After we set up camp, it was time to explore the wild…
That’s me below, having an, “I’m king of the world” moment! (That little stream is where the freshwater stream, where one must pump water to survive in the wild, meets the ocean. I’d like to take this opportunity to thank my best “partner in all things outdoors”, for being the king of water pumping for his family’s survival)
My children never miss an opportunity to do gymnastics in the wild! From the mom perspective, the tween needs a little lesson on not letting her hair drag on the ground in the land-of-no-showers-for-many-days. (Speaking of hair, Leah is the only backpacker I know who actually carried a full-size – obnoxiously large – brush into the wild for this adventure.)
It’s always fun to see Sea Anemones when the tide is out! (Lots of tide pools in the area to enjoy!)

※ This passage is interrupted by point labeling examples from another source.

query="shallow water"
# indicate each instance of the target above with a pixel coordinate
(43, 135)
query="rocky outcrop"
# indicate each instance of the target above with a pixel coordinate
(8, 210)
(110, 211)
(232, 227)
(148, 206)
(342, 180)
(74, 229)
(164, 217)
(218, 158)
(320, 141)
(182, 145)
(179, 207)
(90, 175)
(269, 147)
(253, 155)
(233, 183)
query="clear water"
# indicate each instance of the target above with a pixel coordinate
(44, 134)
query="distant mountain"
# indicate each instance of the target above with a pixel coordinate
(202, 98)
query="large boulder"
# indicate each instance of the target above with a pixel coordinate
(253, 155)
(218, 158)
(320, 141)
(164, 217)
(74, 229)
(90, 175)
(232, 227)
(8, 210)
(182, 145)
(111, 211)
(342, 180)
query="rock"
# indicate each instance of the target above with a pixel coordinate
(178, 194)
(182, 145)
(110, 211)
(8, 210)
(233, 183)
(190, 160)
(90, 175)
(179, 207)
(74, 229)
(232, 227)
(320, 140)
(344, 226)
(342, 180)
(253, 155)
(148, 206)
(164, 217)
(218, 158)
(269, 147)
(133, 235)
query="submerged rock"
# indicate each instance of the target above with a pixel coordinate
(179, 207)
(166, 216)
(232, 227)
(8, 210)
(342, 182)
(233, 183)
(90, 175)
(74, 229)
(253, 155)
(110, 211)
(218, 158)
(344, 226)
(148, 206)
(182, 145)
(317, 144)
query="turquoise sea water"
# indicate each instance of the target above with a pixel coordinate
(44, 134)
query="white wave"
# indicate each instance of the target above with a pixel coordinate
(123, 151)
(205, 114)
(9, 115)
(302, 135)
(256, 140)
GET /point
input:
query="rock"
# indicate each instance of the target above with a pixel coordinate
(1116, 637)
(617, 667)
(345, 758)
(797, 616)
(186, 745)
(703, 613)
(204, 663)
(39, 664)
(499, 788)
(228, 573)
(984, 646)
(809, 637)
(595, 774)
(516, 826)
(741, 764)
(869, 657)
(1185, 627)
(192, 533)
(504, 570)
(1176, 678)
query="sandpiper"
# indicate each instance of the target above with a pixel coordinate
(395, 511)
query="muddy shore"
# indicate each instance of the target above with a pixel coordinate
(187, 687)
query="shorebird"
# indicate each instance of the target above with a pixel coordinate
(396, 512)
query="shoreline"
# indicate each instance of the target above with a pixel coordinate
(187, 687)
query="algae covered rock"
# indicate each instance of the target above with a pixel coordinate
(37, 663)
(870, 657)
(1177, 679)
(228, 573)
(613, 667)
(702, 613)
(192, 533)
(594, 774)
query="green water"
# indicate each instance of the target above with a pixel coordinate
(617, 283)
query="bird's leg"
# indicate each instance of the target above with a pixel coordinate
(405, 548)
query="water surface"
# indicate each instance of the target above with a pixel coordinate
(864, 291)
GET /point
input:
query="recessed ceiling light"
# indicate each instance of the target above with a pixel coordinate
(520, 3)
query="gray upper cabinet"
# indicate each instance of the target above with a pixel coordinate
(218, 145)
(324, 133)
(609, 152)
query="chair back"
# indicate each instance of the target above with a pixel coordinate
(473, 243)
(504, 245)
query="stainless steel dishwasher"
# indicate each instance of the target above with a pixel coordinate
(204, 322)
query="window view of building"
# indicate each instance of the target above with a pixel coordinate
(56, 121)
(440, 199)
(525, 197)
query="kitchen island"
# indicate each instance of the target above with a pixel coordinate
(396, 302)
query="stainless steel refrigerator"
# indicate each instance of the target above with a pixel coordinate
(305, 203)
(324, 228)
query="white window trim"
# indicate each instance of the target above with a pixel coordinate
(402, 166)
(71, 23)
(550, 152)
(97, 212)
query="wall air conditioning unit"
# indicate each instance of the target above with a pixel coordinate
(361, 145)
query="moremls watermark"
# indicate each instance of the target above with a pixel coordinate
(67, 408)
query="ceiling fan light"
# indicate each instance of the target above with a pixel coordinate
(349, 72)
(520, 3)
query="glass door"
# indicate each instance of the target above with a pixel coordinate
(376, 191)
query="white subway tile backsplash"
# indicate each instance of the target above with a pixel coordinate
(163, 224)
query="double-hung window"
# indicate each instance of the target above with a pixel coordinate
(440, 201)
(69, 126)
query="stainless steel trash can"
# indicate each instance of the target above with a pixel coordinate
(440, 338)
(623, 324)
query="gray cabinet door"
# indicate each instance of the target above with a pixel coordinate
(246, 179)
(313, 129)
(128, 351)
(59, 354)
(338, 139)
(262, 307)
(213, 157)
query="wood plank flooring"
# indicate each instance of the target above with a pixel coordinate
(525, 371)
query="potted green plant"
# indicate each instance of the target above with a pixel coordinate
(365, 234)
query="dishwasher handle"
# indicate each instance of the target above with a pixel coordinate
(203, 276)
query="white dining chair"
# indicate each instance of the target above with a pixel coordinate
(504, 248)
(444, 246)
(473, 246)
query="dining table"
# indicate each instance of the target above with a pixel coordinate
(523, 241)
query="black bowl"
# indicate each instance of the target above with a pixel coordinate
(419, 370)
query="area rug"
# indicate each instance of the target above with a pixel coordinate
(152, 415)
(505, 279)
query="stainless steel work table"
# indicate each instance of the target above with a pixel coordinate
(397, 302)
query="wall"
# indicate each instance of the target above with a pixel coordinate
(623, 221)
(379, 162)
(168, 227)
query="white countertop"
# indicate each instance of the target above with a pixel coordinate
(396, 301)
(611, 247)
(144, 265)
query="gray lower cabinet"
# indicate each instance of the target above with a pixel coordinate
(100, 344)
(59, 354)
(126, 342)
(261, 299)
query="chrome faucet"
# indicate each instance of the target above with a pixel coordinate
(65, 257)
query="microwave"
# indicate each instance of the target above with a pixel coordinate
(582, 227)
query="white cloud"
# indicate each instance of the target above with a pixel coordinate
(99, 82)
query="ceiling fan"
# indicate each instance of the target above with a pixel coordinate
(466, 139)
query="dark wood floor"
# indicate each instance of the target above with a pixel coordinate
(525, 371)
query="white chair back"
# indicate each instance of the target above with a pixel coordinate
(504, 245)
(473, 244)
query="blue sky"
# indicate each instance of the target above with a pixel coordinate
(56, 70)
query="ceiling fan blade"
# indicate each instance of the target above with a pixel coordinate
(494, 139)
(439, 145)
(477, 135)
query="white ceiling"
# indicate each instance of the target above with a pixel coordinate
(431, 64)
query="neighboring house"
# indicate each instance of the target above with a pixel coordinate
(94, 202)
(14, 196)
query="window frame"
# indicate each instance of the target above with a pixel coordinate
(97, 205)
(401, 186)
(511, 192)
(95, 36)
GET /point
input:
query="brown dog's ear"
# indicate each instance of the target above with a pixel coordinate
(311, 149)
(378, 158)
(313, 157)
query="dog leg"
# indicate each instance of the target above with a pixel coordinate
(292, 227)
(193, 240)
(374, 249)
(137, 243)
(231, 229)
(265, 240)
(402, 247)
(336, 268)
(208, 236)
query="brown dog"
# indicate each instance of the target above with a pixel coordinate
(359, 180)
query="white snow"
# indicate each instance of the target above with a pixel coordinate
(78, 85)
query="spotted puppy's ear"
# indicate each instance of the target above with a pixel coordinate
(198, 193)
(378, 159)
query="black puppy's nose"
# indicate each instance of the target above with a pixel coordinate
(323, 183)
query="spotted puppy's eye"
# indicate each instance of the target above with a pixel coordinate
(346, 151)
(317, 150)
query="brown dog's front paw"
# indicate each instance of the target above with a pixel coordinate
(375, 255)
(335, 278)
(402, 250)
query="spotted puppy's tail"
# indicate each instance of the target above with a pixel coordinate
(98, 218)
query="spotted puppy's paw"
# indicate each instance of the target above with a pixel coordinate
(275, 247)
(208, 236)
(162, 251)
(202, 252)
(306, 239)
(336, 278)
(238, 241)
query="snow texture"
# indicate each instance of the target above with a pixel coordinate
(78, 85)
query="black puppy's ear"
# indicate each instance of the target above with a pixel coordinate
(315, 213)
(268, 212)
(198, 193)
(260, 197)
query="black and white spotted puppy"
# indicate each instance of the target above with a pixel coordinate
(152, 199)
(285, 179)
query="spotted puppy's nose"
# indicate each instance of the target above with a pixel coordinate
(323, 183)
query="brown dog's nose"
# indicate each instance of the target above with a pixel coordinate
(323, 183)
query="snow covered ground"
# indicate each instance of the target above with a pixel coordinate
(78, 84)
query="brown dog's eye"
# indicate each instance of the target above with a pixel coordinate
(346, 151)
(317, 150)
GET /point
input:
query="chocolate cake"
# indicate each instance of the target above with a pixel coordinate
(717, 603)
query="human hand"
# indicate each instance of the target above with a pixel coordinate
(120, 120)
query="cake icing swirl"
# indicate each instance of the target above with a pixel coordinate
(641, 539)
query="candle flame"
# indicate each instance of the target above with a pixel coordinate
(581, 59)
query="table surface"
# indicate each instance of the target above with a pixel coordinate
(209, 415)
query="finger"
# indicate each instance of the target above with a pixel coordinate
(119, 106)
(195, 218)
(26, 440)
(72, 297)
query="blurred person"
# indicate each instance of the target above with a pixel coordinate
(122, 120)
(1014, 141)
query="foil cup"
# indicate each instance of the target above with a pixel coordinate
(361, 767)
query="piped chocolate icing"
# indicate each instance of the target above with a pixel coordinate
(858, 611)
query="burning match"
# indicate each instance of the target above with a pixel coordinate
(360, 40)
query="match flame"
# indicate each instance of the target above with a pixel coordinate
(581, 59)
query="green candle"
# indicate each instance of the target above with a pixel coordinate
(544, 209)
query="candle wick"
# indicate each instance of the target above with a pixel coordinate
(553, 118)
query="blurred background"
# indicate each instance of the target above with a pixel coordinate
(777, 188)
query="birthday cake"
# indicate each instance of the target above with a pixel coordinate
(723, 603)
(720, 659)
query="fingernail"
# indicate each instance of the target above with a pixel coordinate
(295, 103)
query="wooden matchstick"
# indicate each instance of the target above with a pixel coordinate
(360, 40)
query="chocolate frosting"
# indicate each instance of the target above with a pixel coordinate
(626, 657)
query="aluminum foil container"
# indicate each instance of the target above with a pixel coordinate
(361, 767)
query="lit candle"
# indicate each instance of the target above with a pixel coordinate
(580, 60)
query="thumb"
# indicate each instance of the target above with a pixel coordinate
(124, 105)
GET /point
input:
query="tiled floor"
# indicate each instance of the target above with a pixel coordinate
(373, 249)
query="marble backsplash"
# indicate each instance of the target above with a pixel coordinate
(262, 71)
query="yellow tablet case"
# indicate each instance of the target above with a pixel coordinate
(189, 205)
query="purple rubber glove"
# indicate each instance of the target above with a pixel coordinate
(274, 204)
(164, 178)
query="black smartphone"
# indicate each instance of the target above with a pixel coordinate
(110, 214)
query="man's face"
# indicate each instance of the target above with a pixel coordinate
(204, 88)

And speaking of wild…I’m not sure how to describe this guy who entered our presence while exploring. He ran down the beach toward us in his skivvies, waved “hi”, turned around and ran back down the beach. We saw him running down the beach again later – still in his skivvies but this time also proudly displaying a feather in his hair. At this point we had a discussion about how he was kind of a Tarzan-Tonto combo.
We enjoyed the peaceful beach and views in both directions.
The next picture should be titled, “The Calm Before the Storm” because shortly after, it started raining and we spent a good amount of the afternoon in our tent napping, reading “Hatchet” to the kids and taking family “selfies” on our iphones (yes, we stoop to the level of selfies to keep our kids in good spirits). I didn’t mind the rain at first but should probably mention that it did get old and I, myself, threw a little tantrum the next morning when we had to pack up camp in the miserable rain and mud pre-coffee, while our kids pouted under driftwood logs and asked to go home. My husband learned a lesson in never packing up camp before making the wife coffee. I learned that maybe I should learn how to turn on the backpacking stove and make my own coffee!
Post the no-coffee-rainy-packing-up-incident, we endured our next three mile hike north up the beach. It was definitely a rainy one and we all donned our full rain gear for the first time ever on a backpacking trip. Morale was sort of low, especially after a few slips and Leah misplaced her camera. But it was hard to dispute the beauty and we enjoyed hearing a chorus of sea lions.
After our rather wet hike 3 miles up the beach, we made it to our camp at Cape Alava. Our camp had a great view of the beach and was complete with a rope swing made of beach debris (washed up ropes and buoys), which allowed the kids hours of fun and fighting!
Levi and I walked around the Island below quickly and dramatically, keeping our eyes on the tide coming in the whole time. We enjoyed many conversations about what we’d do if the tide came in and we found ourselves stranded on the island. Those kinds of conversations are what I love about taking my kids into nature. So much, “scope for the imagination” as Anne of Green Gables would say.
Beautiful seascapes abound in this part of the region! (But don’t look too close or you might notice the thick kelp/seaweed beds covered in obnoxious sand fleas that are so abundant you can actually hear popping and jumping sounds all around if you are close!)
To end our journey, the following pictures are a look at “time out” in the wild, as our children worked through the issues brought forth by only having one great rope swing and two children.
While rainy and miserable at times, we still enjoy every opportunity to explore nature with the kids…and it helped that this particular trip was followed by burgers and a 3-hour soak in Sol Duc Hot Springs!